Personal information
- Full name: Serge-Junior Bertil Nicolas Martinsson Ngouali
- Date of birth: 23 January 1992 (age 34)
- Place of birth: Gothenburg, Sweden
- Height: 1.73 m (5 ft 8 in)
- Position: Midfielder

Team information
- Current team: IF Brommapojkarna
- Number: 5

Youth career
- Gunnilse IS
- Västra Frölunda IF
- 2004–2009: IF Brommapojkarna

Senior career*
- Years: Team / Apps / (Gls)
- 2009–2016: IF Brommapojkarna / 172 / (11)
- 2017–2020: Hammarby IF / 73 / (3)
- 2021–2022: HNK Gorica / 12 / (0)
- 2022–2024: Sarpsborg 08 / 62 / (3)
- 2024–: IF Brommapojkarna / 32 / (0)

International career^{‡}
- 2009–2011: Sweden U19 / 12 / (1)
- 2011: Sweden U21 / 1 / (0)
- 2017–: Gabon / 16 / (0)

= Serge-Junior Martinsson Ngouali =

Swedish-Gabonese footballer (born 1992)

Serge-Junior Martinsson Ngouali (born 23 January 1992), commonly known simply as Junior, is a professional footballer who plays as a midfielder for Allsvenskan club IF Brommapojkarna. Born in Sweden, he plays for the Gabon national team.

==Early life==
Martinsson Ngouali was born in Gothenburg, Sweden, to a Central African father of Gabonese descent. His mother is Swedish and Serge-Junior grew up in the city of Gothenburg. Living in the suburb of Hammarkullen, he started to play football at local clubs Gunnilse IS and Västra Frölunda IF.

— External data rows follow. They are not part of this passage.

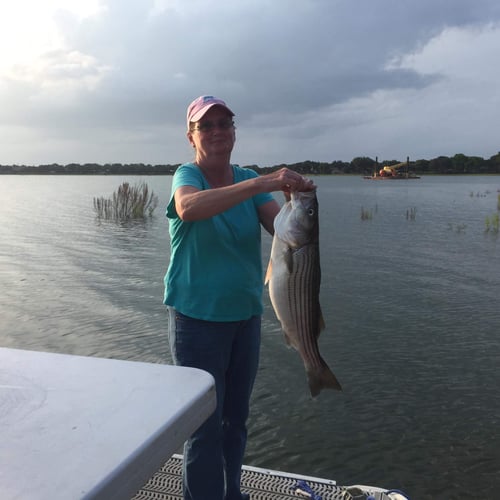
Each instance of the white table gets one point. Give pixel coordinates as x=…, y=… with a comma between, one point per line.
x=75, y=427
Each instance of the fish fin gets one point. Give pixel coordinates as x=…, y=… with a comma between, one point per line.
x=322, y=377
x=287, y=339
x=321, y=322
x=289, y=260
x=269, y=272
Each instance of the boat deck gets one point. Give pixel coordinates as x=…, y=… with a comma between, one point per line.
x=261, y=484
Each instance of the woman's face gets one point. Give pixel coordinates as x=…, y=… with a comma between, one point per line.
x=214, y=134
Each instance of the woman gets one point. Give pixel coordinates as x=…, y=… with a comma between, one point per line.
x=213, y=288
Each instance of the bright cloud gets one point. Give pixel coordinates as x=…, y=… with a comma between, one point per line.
x=327, y=80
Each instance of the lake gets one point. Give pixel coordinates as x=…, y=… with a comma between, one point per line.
x=410, y=295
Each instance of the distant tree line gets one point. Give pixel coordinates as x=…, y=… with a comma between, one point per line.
x=361, y=165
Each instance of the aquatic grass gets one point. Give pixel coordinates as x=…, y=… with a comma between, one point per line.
x=366, y=214
x=128, y=202
x=493, y=223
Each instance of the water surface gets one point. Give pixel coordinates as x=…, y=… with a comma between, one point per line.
x=410, y=299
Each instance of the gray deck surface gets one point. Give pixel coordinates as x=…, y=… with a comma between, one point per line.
x=261, y=484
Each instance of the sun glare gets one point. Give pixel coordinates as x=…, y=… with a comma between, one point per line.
x=28, y=28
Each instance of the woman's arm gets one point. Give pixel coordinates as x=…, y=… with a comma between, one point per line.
x=193, y=204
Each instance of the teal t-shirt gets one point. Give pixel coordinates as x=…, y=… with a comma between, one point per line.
x=215, y=269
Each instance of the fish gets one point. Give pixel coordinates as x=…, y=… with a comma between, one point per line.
x=293, y=278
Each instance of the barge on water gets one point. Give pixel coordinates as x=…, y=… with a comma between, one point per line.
x=398, y=171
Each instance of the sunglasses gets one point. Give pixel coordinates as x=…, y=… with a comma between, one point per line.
x=208, y=126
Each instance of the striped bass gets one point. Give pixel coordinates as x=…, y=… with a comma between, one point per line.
x=294, y=277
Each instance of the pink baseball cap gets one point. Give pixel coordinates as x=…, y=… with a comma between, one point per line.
x=201, y=105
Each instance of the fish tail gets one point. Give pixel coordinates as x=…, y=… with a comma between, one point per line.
x=321, y=377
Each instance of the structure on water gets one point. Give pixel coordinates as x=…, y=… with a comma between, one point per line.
x=392, y=172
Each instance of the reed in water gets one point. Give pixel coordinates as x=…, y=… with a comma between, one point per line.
x=128, y=202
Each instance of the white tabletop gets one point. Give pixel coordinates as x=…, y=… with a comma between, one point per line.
x=76, y=427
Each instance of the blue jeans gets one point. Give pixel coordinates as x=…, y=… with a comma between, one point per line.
x=229, y=351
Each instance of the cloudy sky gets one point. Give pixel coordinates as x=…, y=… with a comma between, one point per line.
x=109, y=80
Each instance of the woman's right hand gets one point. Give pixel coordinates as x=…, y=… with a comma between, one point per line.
x=287, y=180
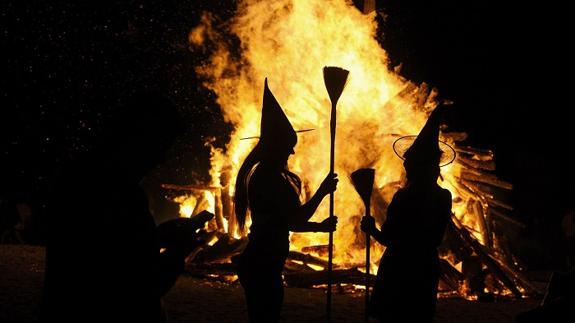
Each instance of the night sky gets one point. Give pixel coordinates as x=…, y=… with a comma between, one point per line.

Together with his mother and twin brother Tom Martinsson Ngouali, also a former professional footballer, he moved to Stockholm in 2003. At age 11, he joined the academy at IF Brommapojkarna.

==Career==
===Brommapojkarna===
In 2010, he made his debut for Brommapojkarna in Allsvenskan – the Swedish top tier – at age 18. He played 12 games in the league during his debut season, as Brommapojkarna got relegated to Superettan.

He established himself as a regular starter in the central midfield position for Brommapojkarna in 2012 and 2013, only missing a few competitive games. Martinsson Ngouali soon got known for his technical gift and strong passing game.

Before the start of the 2014 season, he attracted interest from then reigning Swedish champions Malmö FF. Martinsson Ngouali opted to stay at Brommapojkarna and signed a new three-year deal with the club. He made 28 appearances for the side the same year, marking his first full season in Allsvenskan.

Martinsson Ngouali also featured in both legs against the Serie A side Torino as Brommapojkarna got knocked out from the 2014–15 UEFA Europa League third qualifying round. In the first leg on home ground, he got fouled inside the penalty area by defender Giuseppe Vives who received a red card from the referee. Striker Dardan Rexhepi however missed the penalty and Brommapojkarna eventually lost with 0–7 on aggregate.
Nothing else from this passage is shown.